Just to make sure i understand your terminology:
files = physical files
YUP
datasets = logical files we want the user to see
I don't think about datasets in a file concept. It could be a group of
files, a single file,... I guess that the reason that I don't think
about it that way is that the data need not be in digital form to be
grouped in a data set. Beach profiles that have been collected over
the past 50 years and consist of pages of numbers - monthly values of
depth below mean low water at specified distances from a marker in a
given direction would qualify. I suppose that your definition is
correct from a computer perspective, I just don't think of it that way.
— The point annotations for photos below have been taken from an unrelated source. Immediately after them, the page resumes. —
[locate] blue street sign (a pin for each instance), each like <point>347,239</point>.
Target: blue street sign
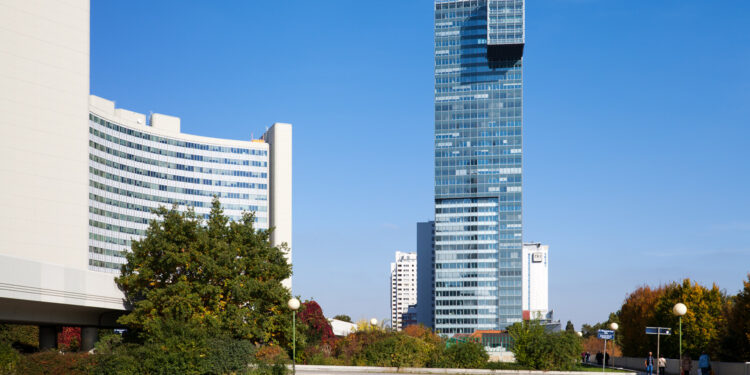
<point>658,331</point>
<point>606,334</point>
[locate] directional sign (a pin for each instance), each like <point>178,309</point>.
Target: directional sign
<point>606,334</point>
<point>658,331</point>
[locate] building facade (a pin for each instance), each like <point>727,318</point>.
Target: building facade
<point>478,164</point>
<point>535,281</point>
<point>425,273</point>
<point>403,286</point>
<point>135,166</point>
<point>82,175</point>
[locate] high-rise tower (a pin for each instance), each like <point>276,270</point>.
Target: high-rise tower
<point>478,159</point>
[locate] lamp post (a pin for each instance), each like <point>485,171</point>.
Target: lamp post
<point>680,309</point>
<point>294,305</point>
<point>613,326</point>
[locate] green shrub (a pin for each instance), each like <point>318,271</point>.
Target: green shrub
<point>397,350</point>
<point>465,355</point>
<point>54,363</point>
<point>9,359</point>
<point>537,349</point>
<point>229,356</point>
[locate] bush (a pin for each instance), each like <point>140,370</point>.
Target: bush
<point>465,355</point>
<point>397,350</point>
<point>54,363</point>
<point>9,359</point>
<point>229,356</point>
<point>535,348</point>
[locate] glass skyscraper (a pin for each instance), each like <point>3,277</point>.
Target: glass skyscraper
<point>478,164</point>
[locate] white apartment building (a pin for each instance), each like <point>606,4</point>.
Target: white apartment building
<point>403,286</point>
<point>535,284</point>
<point>79,175</point>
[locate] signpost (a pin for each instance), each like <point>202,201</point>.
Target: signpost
<point>658,331</point>
<point>605,334</point>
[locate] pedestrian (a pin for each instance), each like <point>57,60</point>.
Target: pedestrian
<point>687,364</point>
<point>662,365</point>
<point>650,363</point>
<point>704,362</point>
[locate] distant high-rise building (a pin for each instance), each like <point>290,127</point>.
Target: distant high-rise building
<point>478,163</point>
<point>535,273</point>
<point>425,273</point>
<point>403,286</point>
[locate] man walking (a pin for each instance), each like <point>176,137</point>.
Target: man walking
<point>662,365</point>
<point>650,363</point>
<point>704,362</point>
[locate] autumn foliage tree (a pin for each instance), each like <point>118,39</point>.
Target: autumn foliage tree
<point>217,276</point>
<point>636,313</point>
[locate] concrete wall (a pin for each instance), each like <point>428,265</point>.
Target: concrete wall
<point>44,87</point>
<point>673,366</point>
<point>279,138</point>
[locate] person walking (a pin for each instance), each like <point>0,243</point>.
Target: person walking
<point>687,364</point>
<point>704,363</point>
<point>662,365</point>
<point>650,363</point>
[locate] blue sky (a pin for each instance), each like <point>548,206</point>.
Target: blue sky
<point>636,132</point>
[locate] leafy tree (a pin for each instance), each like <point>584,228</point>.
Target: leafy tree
<point>636,313</point>
<point>736,335</point>
<point>220,277</point>
<point>701,325</point>
<point>343,318</point>
<point>569,327</point>
<point>535,348</point>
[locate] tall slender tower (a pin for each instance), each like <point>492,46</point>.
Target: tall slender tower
<point>478,162</point>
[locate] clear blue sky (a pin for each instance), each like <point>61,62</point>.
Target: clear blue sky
<point>637,130</point>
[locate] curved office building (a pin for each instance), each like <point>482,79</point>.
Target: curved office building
<point>135,166</point>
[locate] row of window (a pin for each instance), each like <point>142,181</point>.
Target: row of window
<point>182,167</point>
<point>174,142</point>
<point>158,151</point>
<point>174,189</point>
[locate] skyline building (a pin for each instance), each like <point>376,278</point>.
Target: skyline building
<point>403,286</point>
<point>535,262</point>
<point>478,164</point>
<point>81,175</point>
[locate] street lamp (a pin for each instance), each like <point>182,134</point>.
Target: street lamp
<point>680,309</point>
<point>294,305</point>
<point>613,326</point>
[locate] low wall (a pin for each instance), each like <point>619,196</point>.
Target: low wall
<point>673,366</point>
<point>312,369</point>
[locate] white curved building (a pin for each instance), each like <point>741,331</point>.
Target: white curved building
<point>136,165</point>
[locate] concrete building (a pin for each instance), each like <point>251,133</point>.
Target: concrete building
<point>426,273</point>
<point>478,164</point>
<point>535,261</point>
<point>81,175</point>
<point>403,286</point>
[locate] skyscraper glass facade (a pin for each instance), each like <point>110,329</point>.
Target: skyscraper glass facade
<point>478,163</point>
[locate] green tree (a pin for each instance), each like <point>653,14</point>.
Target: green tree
<point>219,277</point>
<point>701,325</point>
<point>343,318</point>
<point>736,334</point>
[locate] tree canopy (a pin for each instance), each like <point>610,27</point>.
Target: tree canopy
<point>223,276</point>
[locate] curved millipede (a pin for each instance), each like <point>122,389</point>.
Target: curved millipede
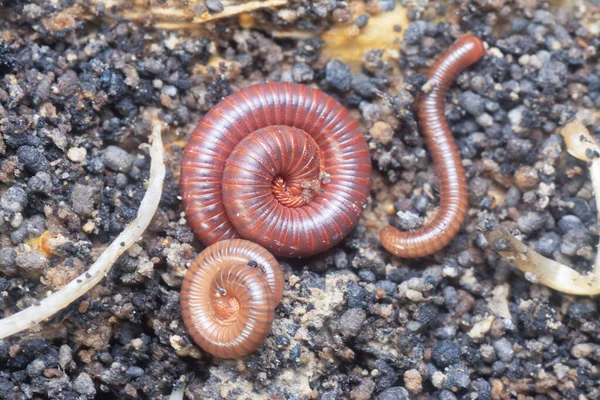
<point>446,158</point>
<point>280,164</point>
<point>229,295</point>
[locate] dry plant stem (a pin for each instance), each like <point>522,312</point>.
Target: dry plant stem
<point>169,15</point>
<point>537,267</point>
<point>86,281</point>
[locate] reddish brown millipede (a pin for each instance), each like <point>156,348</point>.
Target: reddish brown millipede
<point>446,158</point>
<point>281,164</point>
<point>229,295</point>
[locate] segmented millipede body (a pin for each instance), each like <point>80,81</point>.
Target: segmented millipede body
<point>280,164</point>
<point>446,158</point>
<point>229,295</point>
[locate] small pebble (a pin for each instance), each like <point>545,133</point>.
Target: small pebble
<point>394,393</point>
<point>14,199</point>
<point>214,6</point>
<point>117,159</point>
<point>84,385</point>
<point>351,322</point>
<point>413,381</point>
<point>338,75</point>
<point>504,349</point>
<point>446,353</point>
inventory = listing of datasets
No, a listing of datasets is what I refer to as a directory (not a
directory on a computer). The GCMD is an example of same. An
inventory is a listing of elements in a data set, it could be a
list of times for satellite images in an archive along with the
physical location of the data (tape C18341 on a rack, or
N861230147.hat in a computer directory on my machine) or a list
of times and locations of each XBT in an XBT archive.
question:
what does it mean to "group files into data sets"? like the agg server?
One mightsay that all images in this projection, from this satellite,
processed this way form a data. Or one could say that all images in
this projection, from this suite of satellites processed this way
form a data set. Or... This is the trouble with data sets, different
people call different groupings of the data a data set. This caused
a lot of blood letting between NASA and NOAA a number of years back.
The idea is NOT to call every granule or every file in the system a
data set, you know the difference between lumpers and splitters. In
order for us to make progress, we have to back off a bit and look at
the big picture, grouping things into data sets allows us to do that.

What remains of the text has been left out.